In their prime, the running loop around Lake Harriet had been a favorite haunt for both of them. Brendan, a senior in high school and already accepted to the Naval Academy, had become a workout fiend. He ran with his shirt off most of the time, with his faithful sidekick Champ, then just a year-old Lab. That was the year he’d taught Champ the leash trick. Brendan laughed out loud.
“Look at us now, buddy.” He reached down to scratch Champ’s ears. “Couple of broken-down old men, aren’t we?” Champ looked up at him and huffed noisily around the lead crammed in his jaws.
The sun was warm. By the time they reached the Harriet loop, Brendan had zipped open his overcoat. The sweat felt good, always a sure way to lift his spirits. It was lunchtime and the loop was crowded with runners. He watched one girl lope by in running tights that left nothing to the imagination, blond ponytail bouncing behind her. Brendan shook his head. In his younger days, he and Champ would have matched her stride for stride until she noticed his beautiful dog with the lead in his mouth and started a conversation.
Brendan tried to jog a few steps, but stopped when the pain spiked in his knee. His black mood closed in again. Those days were gone — long gone.
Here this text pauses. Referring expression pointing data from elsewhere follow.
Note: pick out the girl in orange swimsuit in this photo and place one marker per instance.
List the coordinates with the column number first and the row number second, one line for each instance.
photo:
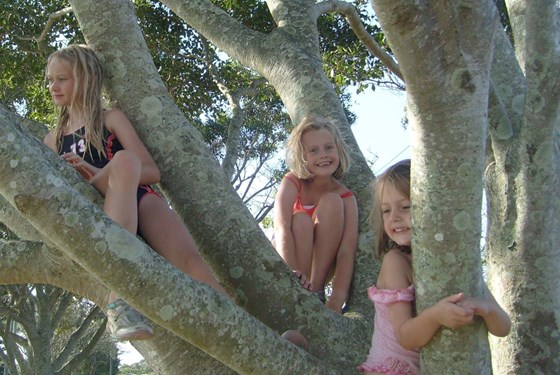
column 316, row 216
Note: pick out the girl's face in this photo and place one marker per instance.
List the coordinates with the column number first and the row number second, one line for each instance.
column 320, row 152
column 61, row 81
column 395, row 208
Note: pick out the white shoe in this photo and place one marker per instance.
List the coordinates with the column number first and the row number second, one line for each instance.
column 126, row 323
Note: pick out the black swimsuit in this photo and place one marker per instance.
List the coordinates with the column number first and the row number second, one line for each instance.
column 76, row 143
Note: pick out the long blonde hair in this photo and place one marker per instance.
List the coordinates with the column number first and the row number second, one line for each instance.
column 86, row 101
column 295, row 152
column 398, row 175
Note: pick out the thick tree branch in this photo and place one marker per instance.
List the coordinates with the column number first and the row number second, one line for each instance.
column 189, row 308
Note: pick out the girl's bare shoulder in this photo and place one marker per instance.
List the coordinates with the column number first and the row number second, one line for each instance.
column 396, row 270
column 50, row 140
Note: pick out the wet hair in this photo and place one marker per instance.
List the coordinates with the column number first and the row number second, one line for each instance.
column 86, row 101
column 398, row 175
column 295, row 152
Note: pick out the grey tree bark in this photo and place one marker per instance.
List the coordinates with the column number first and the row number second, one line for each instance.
column 452, row 56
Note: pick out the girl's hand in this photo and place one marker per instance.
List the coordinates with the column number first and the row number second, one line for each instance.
column 80, row 165
column 303, row 280
column 451, row 314
column 480, row 307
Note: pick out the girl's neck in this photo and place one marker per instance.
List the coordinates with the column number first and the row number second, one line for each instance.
column 323, row 182
column 75, row 121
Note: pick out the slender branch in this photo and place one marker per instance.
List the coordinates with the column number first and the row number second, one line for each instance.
column 351, row 14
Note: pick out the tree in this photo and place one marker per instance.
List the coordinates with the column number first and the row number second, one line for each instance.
column 46, row 331
column 492, row 112
column 454, row 65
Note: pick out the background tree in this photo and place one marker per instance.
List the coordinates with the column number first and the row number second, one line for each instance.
column 44, row 331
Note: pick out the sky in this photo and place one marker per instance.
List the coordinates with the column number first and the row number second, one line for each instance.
column 379, row 134
column 378, row 129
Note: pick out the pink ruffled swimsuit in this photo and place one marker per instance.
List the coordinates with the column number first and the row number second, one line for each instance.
column 386, row 355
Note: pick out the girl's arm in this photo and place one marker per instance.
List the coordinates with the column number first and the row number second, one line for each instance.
column 413, row 332
column 118, row 124
column 497, row 320
column 50, row 140
column 283, row 237
column 345, row 256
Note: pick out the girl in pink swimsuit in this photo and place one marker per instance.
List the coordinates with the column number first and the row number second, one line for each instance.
column 398, row 331
column 315, row 215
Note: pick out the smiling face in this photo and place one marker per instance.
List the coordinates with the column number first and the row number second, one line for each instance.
column 61, row 81
column 396, row 215
column 320, row 152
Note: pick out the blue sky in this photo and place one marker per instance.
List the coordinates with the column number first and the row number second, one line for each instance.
column 378, row 128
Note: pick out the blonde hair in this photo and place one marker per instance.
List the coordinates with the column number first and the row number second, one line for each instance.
column 87, row 73
column 295, row 152
column 398, row 175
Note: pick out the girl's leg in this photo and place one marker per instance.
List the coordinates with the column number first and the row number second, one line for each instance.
column 302, row 231
column 329, row 226
column 166, row 233
column 118, row 182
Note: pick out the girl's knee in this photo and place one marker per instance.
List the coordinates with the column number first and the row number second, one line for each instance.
column 125, row 164
column 331, row 202
column 302, row 223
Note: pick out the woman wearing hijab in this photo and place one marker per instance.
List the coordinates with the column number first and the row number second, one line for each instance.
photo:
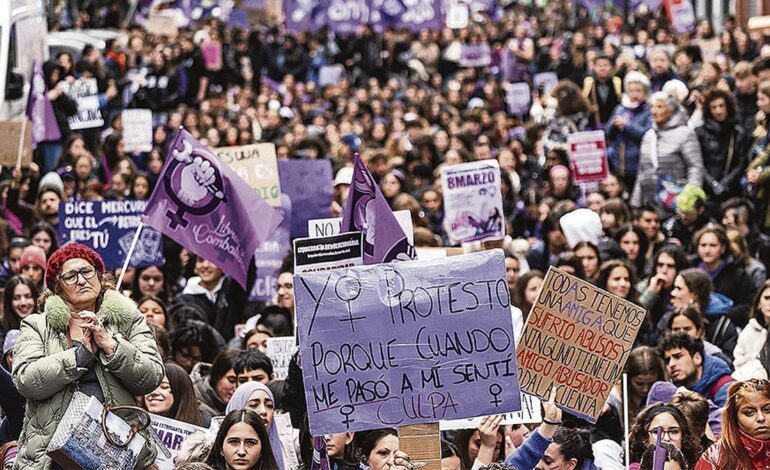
column 284, row 439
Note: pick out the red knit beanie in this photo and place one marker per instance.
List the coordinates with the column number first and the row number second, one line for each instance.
column 66, row 253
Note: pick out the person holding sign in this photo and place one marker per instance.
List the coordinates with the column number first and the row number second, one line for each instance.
column 745, row 436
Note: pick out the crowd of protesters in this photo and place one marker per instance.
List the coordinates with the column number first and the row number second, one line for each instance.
column 680, row 227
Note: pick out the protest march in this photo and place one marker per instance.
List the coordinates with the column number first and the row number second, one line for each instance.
column 385, row 235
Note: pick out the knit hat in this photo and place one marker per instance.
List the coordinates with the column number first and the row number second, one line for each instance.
column 32, row 254
column 691, row 198
column 10, row 340
column 51, row 181
column 66, row 253
column 581, row 225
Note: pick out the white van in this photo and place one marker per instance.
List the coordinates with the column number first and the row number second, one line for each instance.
column 23, row 31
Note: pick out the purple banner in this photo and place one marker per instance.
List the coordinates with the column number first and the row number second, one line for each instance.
column 309, row 185
column 367, row 210
column 204, row 206
column 426, row 341
column 270, row 254
column 345, row 16
column 40, row 110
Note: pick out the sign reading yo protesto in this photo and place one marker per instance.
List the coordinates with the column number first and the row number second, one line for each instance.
column 407, row 343
column 577, row 339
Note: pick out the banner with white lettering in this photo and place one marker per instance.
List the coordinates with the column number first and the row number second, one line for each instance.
column 473, row 202
column 327, row 253
column 108, row 228
column 257, row 165
column 85, row 92
column 137, row 129
column 280, row 350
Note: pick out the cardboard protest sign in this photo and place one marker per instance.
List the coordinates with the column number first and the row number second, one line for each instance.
column 577, row 339
column 518, row 96
column 257, row 165
column 309, row 185
column 270, row 254
column 323, row 254
column 11, row 143
column 162, row 24
column 137, row 129
column 108, row 228
column 172, row 434
column 212, row 54
column 330, row 74
column 530, row 413
column 473, row 202
column 280, row 350
column 547, row 80
column 475, row 55
column 681, row 14
column 587, row 156
column 85, row 92
column 407, row 343
column 328, row 227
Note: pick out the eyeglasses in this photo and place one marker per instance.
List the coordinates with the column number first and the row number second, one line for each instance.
column 670, row 434
column 71, row 277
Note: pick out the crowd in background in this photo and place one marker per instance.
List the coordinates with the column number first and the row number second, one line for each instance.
column 680, row 226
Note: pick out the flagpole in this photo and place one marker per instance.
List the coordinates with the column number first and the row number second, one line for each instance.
column 625, row 420
column 130, row 253
column 20, row 152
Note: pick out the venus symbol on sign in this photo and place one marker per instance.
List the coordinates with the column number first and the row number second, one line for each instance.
column 348, row 289
column 495, row 390
column 346, row 411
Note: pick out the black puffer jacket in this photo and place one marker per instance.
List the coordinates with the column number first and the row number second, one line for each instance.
column 725, row 148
They neared the Lake Harriet Bandshell and Brendan got off the path. He guided Champ to the plaza behind the shell and found an open spot on the steps. Champ stretched out on the warm cement beside him. Although they looked out over the snow-covered lake, the sun was warm and the spot sheltered from the wind. Brendan took off his jacket and balled it behind his head as a pillow, letting the warmth of the sun seep into his body.
He needed to make some decisions soon. Rear Admiral Wizniewski had given him a staff job in DC for “as long as he wanted it,” but Brendan knew Wiz was just being kind. He was finished as an operational SEAL, and there was no way he’d be able to handle being a desk jockey in the SEAL community. His pride wouldn’t take it.
He could get out of the Navy, that was one option. There would even be some sort of disability for his knee injury. And do what? The only thing he’d ever wanted to do was be a SEAL, and now that was gone.
And then there was the mysterious Rick Baxter and his intel job. Brendan had to admit it: when Baxter read him into the program a few weeks ago, he was impressed. But was it really for him?
At Baxter’s invitation, he’d taken the DC metro out to Suitland, Maryland. The Office of Naval Intelligence building was part of the National Maritime Intelligence Center complex, just another of the myriad of alphabet-soup agencies that Brendan knew nothing about.
He processed through the security center and waited for Baxter to meet him. It was Brendan’s first time back in uniform since his hospital stay. He was out of shape, and his service dress blues felt tight in all the wrong places. The knee brace he wore allowed him to walk, albeit slowly, but at least he didn’t need crutches.
Baxter arrived in civilian clothes, but he wore the navy blue suit like a uniform, with a white shirt and a muted pattern tie with a perfect double Windsor knot. When he shook Brendan’s hand, Baxter’s brown eyes searched his face. “Good to see you, Brendan. How’s the knee?”
“Fine, sir.”
Baxter laughed, a deep belly laugh with lots of white teeth. “Alright, McHugh, let’s get this straight. Inside this program, I’m Rick and you’re Brendan. No ‘sirs’ allowed. Got it?”